Even the names we refer to them by suggest that one of these two guys is viewed very differently from the other. I’ve instinctively slipped into referring to the mayor of London by his first name: he’s always Sadiq, not Khan, just as his predecessors were Boris and Ken. But, despite Eoin Clarke’s brief attempt to promote his 2015 leadership campaign with a twitter feed called “Labour Andy”, Burnham is still Burnham: formal, not familiar. 

I’ve a few theories to explain all this, though I’ve no idea which is correct. For a while I’ve assumed it’s about sincerity. When Sadiq Khan mentions his dad’s bus for the 257th time in a day, he does it with a wink to the audience, making a crack about the fact he won’t stop going on about it.
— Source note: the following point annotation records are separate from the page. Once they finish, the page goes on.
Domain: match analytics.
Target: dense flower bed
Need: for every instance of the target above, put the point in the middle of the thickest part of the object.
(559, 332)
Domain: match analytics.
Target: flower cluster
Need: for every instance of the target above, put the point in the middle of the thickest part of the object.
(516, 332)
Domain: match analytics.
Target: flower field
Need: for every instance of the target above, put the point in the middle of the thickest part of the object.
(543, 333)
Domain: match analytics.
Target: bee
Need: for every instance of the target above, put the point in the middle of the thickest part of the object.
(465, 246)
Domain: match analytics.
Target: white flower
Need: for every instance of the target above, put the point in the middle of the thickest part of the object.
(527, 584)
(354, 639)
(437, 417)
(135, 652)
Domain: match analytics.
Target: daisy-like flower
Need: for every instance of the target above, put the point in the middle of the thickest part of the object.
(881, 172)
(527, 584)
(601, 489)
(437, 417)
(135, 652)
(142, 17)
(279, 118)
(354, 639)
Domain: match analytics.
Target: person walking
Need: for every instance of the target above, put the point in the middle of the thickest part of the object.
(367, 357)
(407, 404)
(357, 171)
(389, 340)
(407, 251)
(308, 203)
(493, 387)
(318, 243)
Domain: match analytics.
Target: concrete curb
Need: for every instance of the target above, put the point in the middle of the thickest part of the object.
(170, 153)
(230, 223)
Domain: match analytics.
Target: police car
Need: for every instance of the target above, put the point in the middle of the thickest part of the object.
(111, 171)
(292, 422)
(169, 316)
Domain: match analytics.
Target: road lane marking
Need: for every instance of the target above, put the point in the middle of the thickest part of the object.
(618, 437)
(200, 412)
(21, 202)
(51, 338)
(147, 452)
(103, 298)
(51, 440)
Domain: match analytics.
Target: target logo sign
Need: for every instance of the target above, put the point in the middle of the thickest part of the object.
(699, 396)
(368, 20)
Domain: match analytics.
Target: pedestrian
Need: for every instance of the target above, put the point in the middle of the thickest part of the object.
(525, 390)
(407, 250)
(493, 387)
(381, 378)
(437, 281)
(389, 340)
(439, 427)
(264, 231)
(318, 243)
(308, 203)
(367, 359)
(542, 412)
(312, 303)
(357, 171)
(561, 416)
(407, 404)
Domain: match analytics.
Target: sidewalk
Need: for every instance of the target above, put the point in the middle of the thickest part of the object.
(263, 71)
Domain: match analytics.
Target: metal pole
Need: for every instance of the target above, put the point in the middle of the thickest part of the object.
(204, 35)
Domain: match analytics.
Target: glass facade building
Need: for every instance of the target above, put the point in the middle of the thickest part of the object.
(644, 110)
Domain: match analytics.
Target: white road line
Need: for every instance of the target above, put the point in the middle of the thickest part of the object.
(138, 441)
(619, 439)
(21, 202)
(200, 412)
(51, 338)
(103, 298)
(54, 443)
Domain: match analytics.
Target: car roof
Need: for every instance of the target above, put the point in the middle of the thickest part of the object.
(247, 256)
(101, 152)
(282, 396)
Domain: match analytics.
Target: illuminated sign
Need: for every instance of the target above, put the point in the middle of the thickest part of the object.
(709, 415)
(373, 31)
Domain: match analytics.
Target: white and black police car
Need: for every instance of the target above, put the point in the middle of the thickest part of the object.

That way, the message gets through to the punters at home who are only half listening, but the bored lobby hacks who’ve heard this routine two dozen times before feel they’re in the joke.

Burnham, it seems to me, lacks this lightness of touch: when he won’t stop banging on about the fact he grew up in the north, it feels uncomfortably like he means it. And to take yourself seriously in politics is sometimes to invite others to make jokes at your expense.

Then again, perhaps the problem is that Burnham isn’t quite sincere enough. Sadiq Khan genuinely is the son of a bus-driving immigrant: he may keep going on about it, but it is at least true. Burnham’s “just a northern lad” narrative is true, too, but excludes some crucial facts: that he went to Cambridge, and was working in Parliament aged 24. Perhaps that shouldn’t change how we interpret his story; but I fear, nonetheless, it does.

Maybe that’s not it, though: maybe I’m just another London media snob. Because Burnham did grow up at the disadvantaged end of the country, a region where, for too many people, chasing opportunities means leaving. The idea London is a city where the son of a bus driver can become mayor flatters our metropolitan self-image; the idea that a northerner who wants to build a career in politics has to head south at the earliest opportunity does the opposite. 

So if we roll our eyes when Burnham talks about the north, perhaps that reflects badly on us, not him: the opposite of northern chippiness is southern snobbery.

There’s one last possibility for why we may rate Sadiq Khan more highly than Andy Burnham: Sadiq Khan won. We can titter a little at the jokes and the fibs but he is, nonetheless, mayor of London. Andy Burnham is just the bloke who lost two Labour leadership campaigns.

At least – for now. In six weeks time, he’s highly likely to the first mayor of Greater Manchester. Slipperiness is not the worst quality in a mayor; and so much of the job will be about banging the drum for the city, and the region, that Burnham’s tendency to wear his northernness on his sleeve will be a positive boon.

Sadiq Khan’s stature has grown because the fact he became London’s mayor seems to say something, about the kind of city London is and the kind we want it to be. Perhaps, after May, Andy Burnham can do the same for the north – and the north can do the same for Andy Burnham.